May 68, which Daney spent in Paris, caused him a great shock, leading him to reconsider the ways of experiencing and thinking about cinema. Between 1968 et 1972, Serge Daney travelled widely, leaving France to visit India, Maghreb and Africa, long-distance trips which allowed him to escape from the social life of his fellow cinephiles and take some distance from the political debates of the era. During this period, his relationship to the Cahiers du cinéma (in which he is still not completely integrated) is rather complex. This can be appreciated in several articles written in this period, especially in two articles on Pasolini’s films Teorema (1968) and Porcile (1969), where Daney is in complete opposition to the others members of the Cahiers. This paper, focusing on Daney’s articles and private writings, intends to show the singularity and the liberty of the film theory invented by the Cahiers team burying themselves in structuralism and Marxism at this period (without eliding its excesses), and at the same time points out the disjunction felt by Daney in private toward this tabula rasa erasing his past cinephilia.
Pierre Eugène has a Phd in Cinema Studies from the University of Picardie Jules Verne (Amiens), where he completed a dissertation on the work and life of Serge Daney between 1962-1983. His research focuses mainly on French criticism and film aesthetics. He co-edited Jean-Claude Biette – appunti & contrappunti (De L’incidence, 2018) and assisted with the recent publication of André Bazin's complete writings (Écrits complets, Macula, 2018). He publishes regularly in Trafic and is preparing a book on the film Femmes femmes (Paul Vecchiali, 1974). He is currently programmer of the film section at the Festival of Art History (Fontainebleau), and also teaches cinema studies at the University of Paris-Nanterre.
Dudley Andrew (Yale University),
“The Persistence of Rohmer at Cahiers du cinema, 1968-1972”
Under the editorship of Jean-Louis Comolli and Jean Narboni, Cahiers du cinéma notoriously renounced its roots toward the end of the 1960s and into the 1970s. Such a radical reorientation, in both senses of the word, jolted the journal and film studies, as new ideas and concepts were pressed into service.

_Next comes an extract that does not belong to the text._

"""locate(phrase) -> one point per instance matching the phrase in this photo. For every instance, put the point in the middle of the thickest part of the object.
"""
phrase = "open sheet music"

But what was the cost? Let’s consider what was lost in severing relations with contemporaneous modernist cinema – particularly the work of former Cahiers stalwarts such as Eric Rohmer and Francois Truffaut.

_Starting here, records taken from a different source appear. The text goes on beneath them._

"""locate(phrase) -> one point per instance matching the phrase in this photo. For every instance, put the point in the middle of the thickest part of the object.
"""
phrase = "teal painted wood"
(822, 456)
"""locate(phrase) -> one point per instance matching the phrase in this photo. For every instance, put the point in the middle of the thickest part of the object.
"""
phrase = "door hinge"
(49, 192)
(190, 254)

Dudley Andrew is professor of Film and Comparative Literature at Yale. Biographer of André Bazin, he extends Bazin’s thought in What Cinema Is! (2011) and in the edited volume, Opening Bazin (2012). Working in aesthetics and cultural history, he has written books on French cinema and is preparing Encountering World Cinema, featuring European, African, and especially East Asian cinema. Andrew is an elected member of the American Academy of Arts and Sciences.